November 15, 2013 by  
Filed under Front Page, Wright Ideas


(Photo credit: zolierdos)

5 tips to manage cashflow and improve business costs

Whether planning a start-up or reviewing financial management and operation of an existing business, there are usually two questions at the forefront of the mind: how do I manage cashflow best? And how do I keep business costs low?

To list down every recommendation, trick, piece of advice, process and consideration to address these fundamental areas of business success would require an extensive textbook… so this article offers five quick tips to establish control over your cashflow and business costs, and the impact they have on your profit, survival and growth:

1. Invoice smarter

Slow-paying customers can present a huge issue for small businesses in particular – especially when those businesses are experiencing the same issues as your business and waiting for their own cash to come in. It can be a tricky cycle.

Ensure your invoicing process is streamlined, invoices are promptly mailed out and the invoice content is clear and easy to read. Simple omissions such as failure to include purchase order numbers and payment terms can bring on setbacks and delays.

Assess whether your business is able to go one step beyond and make the payment process easier and faster for your customers.  Electronic payment systems, or discounts offered for rapid payment of invoices, can speed up transactions and may also improve processing times on your side.

2. Negotiate

Just because a price has been quoted, or you have been paying the same rate for years and years, doesn’t mean that is what you have to pay.

Work hard to negotiate with your suppliers since many are willing to discuss pricing and rates (they want to retain your business after all!)

Every little bit might just help – whether addressing standard utility overheads such as energy and phone bills, or working to pay less for the office stationery  – it could have a significant impact on your bottom line.

3. Get close to your accountant 

Many businesses, particularly smaller ones, look to liaise with their accountant only at a time of need.

A solid accountant can provide invaluable advice and serve as a useful resource, sharing knowledge, insight and recommendation all year round.

Services such as cost management, profit management, investment, funding consultancy and general check-ups can help you keep things on track and optimise the health of your balance sheet.

Build a regular relationship and dialogue with your accountant to drive smarter business decisions, higher profits, reduced taxes and improved cash flow

4.  Explore alternative credit and funding options

A wide range of alternative funding solutions are available in the market – non-bank lending is now at its highest in five years as more and more SMEs recognise the benefit of short-term, affordable cash flow solutions.
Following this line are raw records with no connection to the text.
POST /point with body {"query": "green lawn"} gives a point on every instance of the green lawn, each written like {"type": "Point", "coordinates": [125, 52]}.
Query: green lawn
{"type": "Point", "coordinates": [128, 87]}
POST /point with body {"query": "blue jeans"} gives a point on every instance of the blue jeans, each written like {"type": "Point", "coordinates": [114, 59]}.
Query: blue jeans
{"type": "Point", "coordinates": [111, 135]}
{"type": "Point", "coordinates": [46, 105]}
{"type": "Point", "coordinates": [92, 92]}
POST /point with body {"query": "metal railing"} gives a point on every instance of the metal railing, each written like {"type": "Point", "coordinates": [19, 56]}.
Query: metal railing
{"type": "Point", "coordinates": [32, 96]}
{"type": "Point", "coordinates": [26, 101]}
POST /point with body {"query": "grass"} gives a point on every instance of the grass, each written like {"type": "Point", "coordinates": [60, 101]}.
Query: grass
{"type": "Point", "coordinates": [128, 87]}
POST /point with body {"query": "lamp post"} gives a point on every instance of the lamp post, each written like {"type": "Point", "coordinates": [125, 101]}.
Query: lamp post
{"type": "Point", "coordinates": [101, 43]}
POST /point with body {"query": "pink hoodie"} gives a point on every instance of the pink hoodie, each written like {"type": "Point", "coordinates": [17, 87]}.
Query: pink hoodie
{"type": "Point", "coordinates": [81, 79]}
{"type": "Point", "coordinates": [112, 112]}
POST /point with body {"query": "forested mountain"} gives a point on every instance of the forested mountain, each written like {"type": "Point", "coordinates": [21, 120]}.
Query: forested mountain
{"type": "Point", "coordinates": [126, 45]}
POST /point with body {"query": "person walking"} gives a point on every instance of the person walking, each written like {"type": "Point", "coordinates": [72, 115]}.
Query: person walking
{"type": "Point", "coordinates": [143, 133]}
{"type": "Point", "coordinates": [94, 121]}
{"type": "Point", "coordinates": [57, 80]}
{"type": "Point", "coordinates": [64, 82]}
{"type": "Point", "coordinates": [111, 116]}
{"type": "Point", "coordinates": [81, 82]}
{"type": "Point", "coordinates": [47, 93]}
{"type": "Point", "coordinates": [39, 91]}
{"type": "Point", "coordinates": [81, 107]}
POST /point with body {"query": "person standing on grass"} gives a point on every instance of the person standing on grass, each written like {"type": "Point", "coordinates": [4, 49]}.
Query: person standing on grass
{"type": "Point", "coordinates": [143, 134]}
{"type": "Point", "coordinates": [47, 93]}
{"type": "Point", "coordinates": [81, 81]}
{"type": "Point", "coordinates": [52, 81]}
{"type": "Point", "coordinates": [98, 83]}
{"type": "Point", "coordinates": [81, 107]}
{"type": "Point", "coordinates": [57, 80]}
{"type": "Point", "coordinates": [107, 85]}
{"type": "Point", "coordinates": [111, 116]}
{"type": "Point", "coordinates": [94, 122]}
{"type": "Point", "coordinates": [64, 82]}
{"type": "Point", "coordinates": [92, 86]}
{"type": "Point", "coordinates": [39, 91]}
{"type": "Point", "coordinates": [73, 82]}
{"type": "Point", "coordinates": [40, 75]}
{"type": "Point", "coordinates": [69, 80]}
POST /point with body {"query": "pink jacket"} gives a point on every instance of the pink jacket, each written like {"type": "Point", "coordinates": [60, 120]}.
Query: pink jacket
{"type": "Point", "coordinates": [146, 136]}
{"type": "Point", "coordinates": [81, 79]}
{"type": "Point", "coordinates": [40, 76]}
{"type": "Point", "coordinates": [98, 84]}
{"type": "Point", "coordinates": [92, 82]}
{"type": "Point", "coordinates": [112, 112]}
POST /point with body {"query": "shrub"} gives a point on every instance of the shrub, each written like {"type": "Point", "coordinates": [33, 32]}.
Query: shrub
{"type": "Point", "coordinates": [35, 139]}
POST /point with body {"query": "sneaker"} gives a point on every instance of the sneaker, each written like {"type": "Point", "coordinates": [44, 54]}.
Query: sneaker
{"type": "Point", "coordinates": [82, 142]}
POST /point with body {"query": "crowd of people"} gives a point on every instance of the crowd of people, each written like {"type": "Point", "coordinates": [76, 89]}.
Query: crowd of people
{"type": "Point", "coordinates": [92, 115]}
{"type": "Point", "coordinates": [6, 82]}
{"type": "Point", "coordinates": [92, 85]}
Beyond the company credit card, hire purchase agreements, leasing arrangements and overdrafts – cash flow products such as crowd-funding and invoice finance could provide much-needed cash and capital to help you manage seasonal demand, or the challenging peaks and troughs of delayed customer payments. If you have followed the previous tip and have a good accountant, they will be full of advice and recommendation on the best path for you.

Overdrafts, premium funding, lease facilities and cashflow funding products such as factoring can all be excellent tools to help match cash supply with outlays. These arrangements take time to set up, so you need to be prepared in advance.

5. Plan, plan, plan – and stick to it

Heavily monitor your balance sheet and your cash flow budget.

The continual review and action planning for the credit you arrange, the bills you pay, how you pay those bills, and when your payments are coming in are all critical for the survival of the business.

It is important to revise your cash flow budget periodically which an accountant can assist with and deliver as an automated, streamlined process. Simple exercises such as payment prioritisation, strategic management of credit terms, weekly cash flow projections and payment collections all form the foundations of the dynamic accounting function of a business.

A solid system in place such as this will also allow you to plan for lean times and schedule purchases and allocation of capital when you need it most.